ModSecurity v2, v3 (libmodsecurity3), and Coraza all automatically URL-decode the values stored in the ARGS, ARGS_GET, ARGS_POST, and ARGS_NAMES collections before exposing them to rules — a behaviour inherited from Apache's argument parsing. These are often called "cooked" variables.

When a rule author applies t:urlDecodeUni or t:urlDecode on top of a cooked variable, double URL decoding occurs. This request proposes the addition of four complementary "raw" variablesARGS_RAW, ARGS_GET_RAW, ARGS_POST_RAW, and ARGS_NAMES_RAW — that expose the original, un-decoded form of each argument, giving rule authors a reliable foundation to reason about encoding without hidden side effects.

This is a direct follow-up to issue #2118 (originally filed in the SpiderLabs/ModSecurity tracker) and includes a prototype patch authored by @airween for ModSecurity v2:
https://github.com/SpiderLabs/ModSecurity/compare/v2/master...airween:v2/args_raw?expand=1


Problem Description

1. Variables are silently pre-decoded

When ModSecurity parses a URL-encoded query string or application/x-www-form-urlencoded body, the values stored in the standard argument collections are the already URL-decoded forms. For example, given:

GET /search?q=%3Cscript%3E HTTP/1.1

The value stored in ARGS:q is <script>, not the original %3Cscript%3E.

This behaviour mirrors how Apache and Nginx expose parsed arguments to modules, and has historically been a design goal. However, it creates a significant problem at the rule-writing level.

2. t:urlDecodeUni causes double decoding

Many CRS rules — and custom rules written by operators — apply t:urlDecodeUni to catch evasion attempts that rely on URL encoding:

SecRule ARGS "@rx (?i)<script" \
    "id:12345,phase:2,block,t:none,t:urlDecodeUni"

Since ARGS is already decoded, t:urlDecodeUni runs on an already-decoded value. This means:

What the attacker sends ARGS value (after engine decoding) After t:urlDecodeUni
%3Cscript%3E <script> <script> ✅ (correct)
%253Cscript%253E (double-encoded) %3Cscript%3E <script> ✅ (correct by accident)
%25script %script %script ✅ (correct)
search%20term search term search term ✅ (correct)

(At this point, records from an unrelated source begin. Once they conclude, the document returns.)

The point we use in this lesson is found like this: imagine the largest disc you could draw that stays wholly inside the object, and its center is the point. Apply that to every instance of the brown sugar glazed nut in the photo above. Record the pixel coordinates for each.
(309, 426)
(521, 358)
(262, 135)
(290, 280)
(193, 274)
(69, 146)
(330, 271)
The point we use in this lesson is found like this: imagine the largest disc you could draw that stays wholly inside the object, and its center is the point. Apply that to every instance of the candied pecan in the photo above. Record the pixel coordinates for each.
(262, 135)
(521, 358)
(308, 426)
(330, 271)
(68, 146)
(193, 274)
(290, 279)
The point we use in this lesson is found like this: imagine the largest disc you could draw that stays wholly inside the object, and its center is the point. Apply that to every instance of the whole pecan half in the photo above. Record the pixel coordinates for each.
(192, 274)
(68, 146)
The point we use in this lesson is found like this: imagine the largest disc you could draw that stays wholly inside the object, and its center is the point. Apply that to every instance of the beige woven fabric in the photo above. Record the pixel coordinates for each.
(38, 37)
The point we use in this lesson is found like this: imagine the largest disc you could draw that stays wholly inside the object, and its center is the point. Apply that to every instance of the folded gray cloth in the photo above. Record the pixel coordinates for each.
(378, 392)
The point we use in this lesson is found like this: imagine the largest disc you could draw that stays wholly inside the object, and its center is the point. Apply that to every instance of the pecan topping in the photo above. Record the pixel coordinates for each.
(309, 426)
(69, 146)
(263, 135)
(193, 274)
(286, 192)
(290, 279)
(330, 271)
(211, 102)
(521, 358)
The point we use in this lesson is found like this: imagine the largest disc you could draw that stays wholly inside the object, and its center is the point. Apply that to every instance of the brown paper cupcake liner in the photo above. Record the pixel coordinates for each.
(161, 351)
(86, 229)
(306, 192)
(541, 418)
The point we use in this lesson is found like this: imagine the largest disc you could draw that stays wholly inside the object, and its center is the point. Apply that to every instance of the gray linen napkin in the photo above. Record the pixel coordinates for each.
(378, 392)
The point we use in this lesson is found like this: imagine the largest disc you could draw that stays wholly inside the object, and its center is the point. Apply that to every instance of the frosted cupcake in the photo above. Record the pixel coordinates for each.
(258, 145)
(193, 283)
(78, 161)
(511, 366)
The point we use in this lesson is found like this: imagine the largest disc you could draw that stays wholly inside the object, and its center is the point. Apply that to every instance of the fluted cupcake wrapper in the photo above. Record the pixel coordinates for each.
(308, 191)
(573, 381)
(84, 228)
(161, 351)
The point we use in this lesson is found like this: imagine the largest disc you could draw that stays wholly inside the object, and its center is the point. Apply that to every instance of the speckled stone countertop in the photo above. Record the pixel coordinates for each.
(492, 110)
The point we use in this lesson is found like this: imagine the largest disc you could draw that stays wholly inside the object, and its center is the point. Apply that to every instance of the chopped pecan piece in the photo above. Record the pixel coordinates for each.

So far, so good. But consider a case from issue #807 in the CRS repository where an Apache user submitted a password containing a literal % sign:

What the user sends Apache decodes %25% ARGS value After t:urlDecodeUni
Secret%2500 Secret%00 Secret%00 Secret\x00 ❌ False positive — null byte!

The user submitted %25 (the URL encoding of %) and Apache decoded it to %. ModSecurity then received %00 in ARGS and t:urlDecodeUni interpreted it as a null byte — even though the original input was entirely benign.

3. Security consequences of double decoding

The double-decoding problem has three distinct security consequences:

a) False Positives

Legitimate percent-signs in arguments (passwords, tokens, search queries containing %) can be treated as URL-encoded sequences after the engine has already decoded them, triggering incorrect rule matches.

b) Detection Gaps (False Negatives)

Rule authors who know about the pre-decoding may deliberately omit t:urlDecodeUni to avoid double decoding. This correctly avoids false positives but introduces a detection gap: a single-URL-encoded evasion attempt (e.g., %3Cscript%3E for <script>) would not be caught by those rules, because the engine hands <script> to the rule and the rule does not apply any further normalization.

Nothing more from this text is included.